The season is ending, parents have been asking about dates for weeks, and you've agreed to organize the end-of-season trip for your U10 team. Three days, eighteen kids, two assistant coaches, a bus, accommodation that is not yet booked, and a consent form you have never written.
End-of-season trips look from the outside like extended away fixtures. They are not. You are continuously responsible for underage children for 48 or 72 hours, you must enforce quiet hours, manage medications, keep parents informed, and make the right call within minutes in an emergency. At the same time, the trip should be the kids' highlight of the year.
This checklist walks you through the planning in the right order: first the fundamental decision about format, then the timeline with all deadlines, budget, accommodation, duty of care, parent communication, and program. At the end you get a departure-day tick list so nothing gets forgotten.
End-of-season Trip – Checklist3-day trip planning templateDownload PDF1. First: one night or three days?
Before you book anything, you need an answer to this question. It determines budget, lead time, chaperone ratio, and program.
| Criterion | 1-night trip (Fri–Sat) | 3-day trip (Thu–Sat or Fri–Sun) |
|---|---|---|
| Lead time | 2–3 months | 6 months |
| Budget per child | about 30–50 % of a 3-day trip | full calculation |
| Supervision shifts | 1 night, one chaperone rotation | 2 nights, fixed rotation schedule |
| Program density | 1 session plus team-building evening | double training sessions, small tournament possible |
| Consent form | short form sufficient | detailed version including medication plan |
| Age suitability | ideal for U7–U10 | U11–U12 from second trip on, U13+ strongly recommended |
The pragmatic decision aid: if this is your first trip as a coaching team, go for a single overnight in a group lodge no more than an hour by bus. Then you can pick up anyone within an hour in an emergency, parents can drive in if needed, and you gain experience without the full risk of a three-day trip. If your coaching team is seasoned and knows the kids well, three days give you much more team-building value.
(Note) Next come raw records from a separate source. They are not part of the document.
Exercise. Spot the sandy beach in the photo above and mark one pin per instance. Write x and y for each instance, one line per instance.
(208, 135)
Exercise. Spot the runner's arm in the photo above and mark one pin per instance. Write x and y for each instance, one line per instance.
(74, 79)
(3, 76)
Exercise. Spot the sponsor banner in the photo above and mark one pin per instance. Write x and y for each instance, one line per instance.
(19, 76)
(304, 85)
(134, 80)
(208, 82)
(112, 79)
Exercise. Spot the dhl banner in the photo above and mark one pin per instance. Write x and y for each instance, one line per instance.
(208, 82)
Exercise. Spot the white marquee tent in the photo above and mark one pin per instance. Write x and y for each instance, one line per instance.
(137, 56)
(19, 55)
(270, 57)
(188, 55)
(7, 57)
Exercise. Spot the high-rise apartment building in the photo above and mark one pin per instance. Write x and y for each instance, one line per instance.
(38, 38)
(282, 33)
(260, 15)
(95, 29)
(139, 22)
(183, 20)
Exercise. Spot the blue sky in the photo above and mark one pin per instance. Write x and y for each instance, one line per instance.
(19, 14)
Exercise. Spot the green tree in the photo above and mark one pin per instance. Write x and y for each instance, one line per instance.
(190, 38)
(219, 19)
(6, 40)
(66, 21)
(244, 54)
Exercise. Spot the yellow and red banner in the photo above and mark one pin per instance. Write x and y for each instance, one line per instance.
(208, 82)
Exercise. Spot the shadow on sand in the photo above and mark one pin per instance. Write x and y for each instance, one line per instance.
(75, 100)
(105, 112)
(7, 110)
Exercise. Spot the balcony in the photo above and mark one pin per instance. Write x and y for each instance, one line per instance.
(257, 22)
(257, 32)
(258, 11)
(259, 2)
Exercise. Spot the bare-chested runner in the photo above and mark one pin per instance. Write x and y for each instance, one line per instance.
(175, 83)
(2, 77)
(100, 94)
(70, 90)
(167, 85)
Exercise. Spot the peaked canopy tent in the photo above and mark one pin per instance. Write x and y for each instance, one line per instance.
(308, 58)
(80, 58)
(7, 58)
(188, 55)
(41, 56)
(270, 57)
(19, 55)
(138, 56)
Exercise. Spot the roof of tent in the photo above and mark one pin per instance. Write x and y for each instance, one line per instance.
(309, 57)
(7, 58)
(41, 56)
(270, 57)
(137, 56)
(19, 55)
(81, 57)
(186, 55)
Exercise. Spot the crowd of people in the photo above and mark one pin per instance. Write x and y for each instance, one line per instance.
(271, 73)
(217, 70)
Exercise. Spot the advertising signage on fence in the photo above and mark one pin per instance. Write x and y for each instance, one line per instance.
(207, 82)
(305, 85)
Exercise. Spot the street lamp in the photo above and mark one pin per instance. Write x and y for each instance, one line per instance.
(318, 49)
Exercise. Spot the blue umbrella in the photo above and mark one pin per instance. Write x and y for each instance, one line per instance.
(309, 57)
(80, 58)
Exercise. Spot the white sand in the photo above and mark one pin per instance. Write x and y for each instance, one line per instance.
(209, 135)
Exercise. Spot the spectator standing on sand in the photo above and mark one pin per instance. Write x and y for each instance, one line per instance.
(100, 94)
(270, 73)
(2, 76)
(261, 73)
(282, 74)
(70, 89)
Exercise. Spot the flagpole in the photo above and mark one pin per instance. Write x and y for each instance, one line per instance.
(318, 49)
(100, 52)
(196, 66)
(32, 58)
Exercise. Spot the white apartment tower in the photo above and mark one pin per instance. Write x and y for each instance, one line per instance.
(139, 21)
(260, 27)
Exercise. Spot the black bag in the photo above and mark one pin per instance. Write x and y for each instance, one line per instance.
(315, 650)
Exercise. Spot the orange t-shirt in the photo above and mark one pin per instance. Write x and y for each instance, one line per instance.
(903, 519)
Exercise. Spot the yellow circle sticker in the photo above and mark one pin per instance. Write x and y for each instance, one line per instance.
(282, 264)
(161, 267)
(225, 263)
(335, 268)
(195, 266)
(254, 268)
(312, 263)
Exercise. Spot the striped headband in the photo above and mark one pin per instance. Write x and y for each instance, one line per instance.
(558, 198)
2. The timeline: when you need to do what
Plan backwards from departure day. The four deadlines you mark on your calendar:
Four deadlines until departure
Backwards from departure day: club approval, bookings, parents' meeting, emergency folder.
6 months out
- Secure club approval (board, youth coordinator)
- Lock a date and cross-check it with the league fixture list (youth teams often play into June)
- Sketch a rough per-child budget
- Narrow down the destination (region, maximum driving distance)
3 months out
- Book accommodation with a binding reservation (group lodges and youth hostels fill up fast at end of season)
- Book the bus (see transport section)
- Schedule and invite parents to the parents' meeting
- Finalize the coaching team (who travels, who is the main point of contact)
- Check the club's insurance coverage
4 weeks out
- Run the parents' meeting
- Hand out consent forms with a return date (at least 2 weeks before departure)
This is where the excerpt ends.